Других официальных государств и открытых земель на Миройсе не было, насколько знал Дилан. Хотя ходили легенды о том, что где-то за южными оконечностями материков есть островной архипелаг – вотчина вольных мореходов. Воды тех морей были слишком непредсказуемы и быстры, а ветра столь изменчивы, что ни один самый опытный и безрассудный капитан не смог пройти и пятидесяти миль в сторону южного полюса. Юный воспитанник узнал всё это из уроков, а точнее проповедей святых братьев, которые проводились два раза в день, перед прогулкой и перед отбоем.

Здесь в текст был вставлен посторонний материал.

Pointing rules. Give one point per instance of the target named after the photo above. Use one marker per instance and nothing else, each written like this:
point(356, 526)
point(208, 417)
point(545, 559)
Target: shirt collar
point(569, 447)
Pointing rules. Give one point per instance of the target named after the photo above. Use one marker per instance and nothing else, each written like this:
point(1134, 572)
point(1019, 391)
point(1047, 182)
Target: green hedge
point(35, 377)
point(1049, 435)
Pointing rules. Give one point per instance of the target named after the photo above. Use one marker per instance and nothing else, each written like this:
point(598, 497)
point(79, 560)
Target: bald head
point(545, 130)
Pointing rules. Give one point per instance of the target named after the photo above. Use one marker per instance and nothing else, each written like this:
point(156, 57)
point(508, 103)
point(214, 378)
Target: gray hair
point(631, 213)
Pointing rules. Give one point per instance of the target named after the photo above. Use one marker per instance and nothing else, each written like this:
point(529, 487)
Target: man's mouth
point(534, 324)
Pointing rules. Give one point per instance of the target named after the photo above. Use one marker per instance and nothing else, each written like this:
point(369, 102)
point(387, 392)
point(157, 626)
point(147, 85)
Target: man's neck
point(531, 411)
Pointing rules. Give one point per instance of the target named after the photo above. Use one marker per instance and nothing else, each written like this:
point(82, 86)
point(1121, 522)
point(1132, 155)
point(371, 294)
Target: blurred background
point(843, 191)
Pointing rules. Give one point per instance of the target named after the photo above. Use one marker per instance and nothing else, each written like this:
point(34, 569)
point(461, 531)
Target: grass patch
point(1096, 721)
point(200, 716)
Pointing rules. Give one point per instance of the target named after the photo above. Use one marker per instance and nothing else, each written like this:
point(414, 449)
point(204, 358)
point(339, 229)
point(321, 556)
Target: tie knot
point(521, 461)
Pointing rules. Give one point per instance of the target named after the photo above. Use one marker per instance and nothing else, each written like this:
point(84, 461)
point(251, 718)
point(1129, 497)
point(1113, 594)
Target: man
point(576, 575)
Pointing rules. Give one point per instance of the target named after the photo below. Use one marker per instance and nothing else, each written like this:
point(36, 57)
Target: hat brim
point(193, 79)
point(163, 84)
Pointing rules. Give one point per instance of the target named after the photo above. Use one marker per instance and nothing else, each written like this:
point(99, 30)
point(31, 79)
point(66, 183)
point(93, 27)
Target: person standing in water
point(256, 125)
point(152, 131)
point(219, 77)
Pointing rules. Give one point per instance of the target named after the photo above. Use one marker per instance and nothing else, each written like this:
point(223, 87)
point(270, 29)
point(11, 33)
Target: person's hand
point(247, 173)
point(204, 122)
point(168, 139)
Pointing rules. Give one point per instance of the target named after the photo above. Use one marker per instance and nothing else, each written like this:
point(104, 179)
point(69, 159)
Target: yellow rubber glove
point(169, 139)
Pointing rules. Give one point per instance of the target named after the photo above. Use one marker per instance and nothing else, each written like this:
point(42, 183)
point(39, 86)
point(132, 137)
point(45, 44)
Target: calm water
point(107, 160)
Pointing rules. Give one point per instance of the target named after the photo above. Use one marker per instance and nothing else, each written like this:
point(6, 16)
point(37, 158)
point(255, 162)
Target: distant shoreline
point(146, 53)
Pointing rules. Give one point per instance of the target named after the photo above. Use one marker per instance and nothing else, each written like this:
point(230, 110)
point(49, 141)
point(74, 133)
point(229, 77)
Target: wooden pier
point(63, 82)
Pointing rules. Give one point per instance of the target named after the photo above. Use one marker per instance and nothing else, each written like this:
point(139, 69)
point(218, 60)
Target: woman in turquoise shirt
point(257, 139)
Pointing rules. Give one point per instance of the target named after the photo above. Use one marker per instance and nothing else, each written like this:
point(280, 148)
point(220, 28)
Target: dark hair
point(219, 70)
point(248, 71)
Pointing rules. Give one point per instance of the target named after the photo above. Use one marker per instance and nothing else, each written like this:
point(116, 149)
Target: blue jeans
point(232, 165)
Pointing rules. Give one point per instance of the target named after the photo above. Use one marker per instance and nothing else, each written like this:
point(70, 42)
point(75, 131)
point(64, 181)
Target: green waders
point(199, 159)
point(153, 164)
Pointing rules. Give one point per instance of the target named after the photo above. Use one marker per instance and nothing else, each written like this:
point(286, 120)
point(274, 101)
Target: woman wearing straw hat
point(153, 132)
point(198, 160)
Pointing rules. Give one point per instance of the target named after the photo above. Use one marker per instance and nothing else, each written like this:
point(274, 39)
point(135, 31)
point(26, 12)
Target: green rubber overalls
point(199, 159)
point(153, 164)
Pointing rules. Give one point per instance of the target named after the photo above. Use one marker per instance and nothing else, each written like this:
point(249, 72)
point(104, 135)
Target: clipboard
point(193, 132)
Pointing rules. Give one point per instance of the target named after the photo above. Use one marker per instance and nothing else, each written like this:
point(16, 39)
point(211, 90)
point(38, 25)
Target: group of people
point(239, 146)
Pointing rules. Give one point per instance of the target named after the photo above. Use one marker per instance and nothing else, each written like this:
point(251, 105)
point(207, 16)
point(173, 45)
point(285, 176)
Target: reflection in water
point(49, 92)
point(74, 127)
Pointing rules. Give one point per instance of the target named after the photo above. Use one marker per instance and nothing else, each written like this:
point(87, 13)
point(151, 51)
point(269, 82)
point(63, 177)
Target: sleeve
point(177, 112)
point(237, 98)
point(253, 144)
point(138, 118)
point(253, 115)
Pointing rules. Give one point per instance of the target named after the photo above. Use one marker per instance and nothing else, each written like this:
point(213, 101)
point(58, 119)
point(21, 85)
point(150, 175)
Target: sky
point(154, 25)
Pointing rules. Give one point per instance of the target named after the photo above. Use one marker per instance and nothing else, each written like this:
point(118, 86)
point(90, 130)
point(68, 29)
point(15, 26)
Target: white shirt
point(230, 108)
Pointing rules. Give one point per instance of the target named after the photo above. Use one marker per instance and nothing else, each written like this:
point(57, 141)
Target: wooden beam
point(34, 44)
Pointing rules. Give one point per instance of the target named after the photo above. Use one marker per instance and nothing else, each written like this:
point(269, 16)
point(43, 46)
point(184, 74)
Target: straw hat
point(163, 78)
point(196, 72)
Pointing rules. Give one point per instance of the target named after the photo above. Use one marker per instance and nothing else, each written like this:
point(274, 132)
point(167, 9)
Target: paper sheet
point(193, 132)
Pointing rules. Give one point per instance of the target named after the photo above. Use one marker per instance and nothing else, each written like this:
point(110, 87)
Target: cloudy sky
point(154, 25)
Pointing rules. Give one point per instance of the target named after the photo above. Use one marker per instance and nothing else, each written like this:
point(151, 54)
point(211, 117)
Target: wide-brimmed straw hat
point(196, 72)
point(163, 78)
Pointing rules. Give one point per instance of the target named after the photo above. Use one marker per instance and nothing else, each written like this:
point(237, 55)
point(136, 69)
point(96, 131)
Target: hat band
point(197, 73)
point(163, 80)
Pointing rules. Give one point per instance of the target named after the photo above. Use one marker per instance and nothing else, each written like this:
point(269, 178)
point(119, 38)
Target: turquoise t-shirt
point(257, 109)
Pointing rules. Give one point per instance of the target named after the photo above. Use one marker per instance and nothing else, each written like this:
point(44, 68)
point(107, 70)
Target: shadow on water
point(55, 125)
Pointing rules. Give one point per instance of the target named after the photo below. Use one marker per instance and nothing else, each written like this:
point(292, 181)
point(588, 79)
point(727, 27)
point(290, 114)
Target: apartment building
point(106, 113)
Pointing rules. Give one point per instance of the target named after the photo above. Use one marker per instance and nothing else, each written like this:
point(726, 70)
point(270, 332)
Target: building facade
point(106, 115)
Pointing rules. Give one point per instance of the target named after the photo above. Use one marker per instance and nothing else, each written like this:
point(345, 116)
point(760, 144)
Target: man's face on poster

А еще он знал, что в Хойрис живут какие-то еретики, но почему они еретики своим семилетним умом понять он конечно же никак не мог, а братья эту деталь не озвучивали в своих проповедях.
Часто на вечерней проповеди святые братья рассказывали легенду о том, что у святого Йенса к семи годам суммарное значение эргонов, саргонов и Воли, равнялось ста пятидесяти единицам и были они распределены в равных долях. Ну что ж, на то он и святой думал в те моменты Дилан, а в тайне конечно же мечтал стать таким же великим, и всё чаще эти мечты возникали у него по приближению к семи годам. Хотя уже тогда понимал, что вряд ли сможет перейти через шестидесяти бальный порог и это в его случае было бы уже замечательным результатом.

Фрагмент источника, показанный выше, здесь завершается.